加藤周一を良くは知らない人は、彼の博識振りとその見識の鋭さに驚くだろうし、良く知っている人は彼の論文の背景を知り、彼の日常生活に触れることができるだろう。
注目されるのは、21世紀への彼の警告と提言である。「この10年来芽生えてきた日本のナショナリズムの問題」「統一ヨーロッパ、強大なアメリカに対!抗するには日・韓・中の連帯しかない。」「日本の共同体意識の伝統に変わるべき倫理的価値体系の問題」・・。

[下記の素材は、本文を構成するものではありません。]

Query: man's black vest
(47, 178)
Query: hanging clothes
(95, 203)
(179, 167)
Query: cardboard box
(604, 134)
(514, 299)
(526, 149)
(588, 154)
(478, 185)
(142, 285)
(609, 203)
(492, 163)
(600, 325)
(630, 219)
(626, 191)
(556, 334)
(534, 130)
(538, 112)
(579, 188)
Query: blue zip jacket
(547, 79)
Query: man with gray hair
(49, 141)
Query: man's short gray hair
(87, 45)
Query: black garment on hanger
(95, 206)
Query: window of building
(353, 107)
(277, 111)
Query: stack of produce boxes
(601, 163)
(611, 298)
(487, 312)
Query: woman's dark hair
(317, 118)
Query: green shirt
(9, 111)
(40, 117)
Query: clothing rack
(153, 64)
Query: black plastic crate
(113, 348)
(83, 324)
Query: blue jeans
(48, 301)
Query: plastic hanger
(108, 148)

≪聞き終えて≫で江藤文夫(評論家)は言う。<加藤さんの“冷戦的思考”という言葉に惹かれます。一つの体制が長期にわたると、それに慣れた“思考”が生まれる。時には、体質の一部を形づくる。そのことの怖さを、私は十五年戦争下の日常のなかで経験しました。時代を、自身の日常
を<開いてゆく>ための思考の大事さを、いま思っています。 加藤さんの“旅”のお話―それは世界への旅、時代の旅であるとともに、加藤さんご自身の人生の旅でもありますが―は、たえず私自身の思考をかき立ててくれるものでした。計50時間にも及ぶ、多岐にわたるお話が、私にとってつねに快いものであったのは、何よりそのためだったと思います。 読者のかたがたにとって、この本が、同じ思いを抱かせるものであることを、そしてここから、多様な、また多元的な”現代”観が生まれることを、切に願っております>。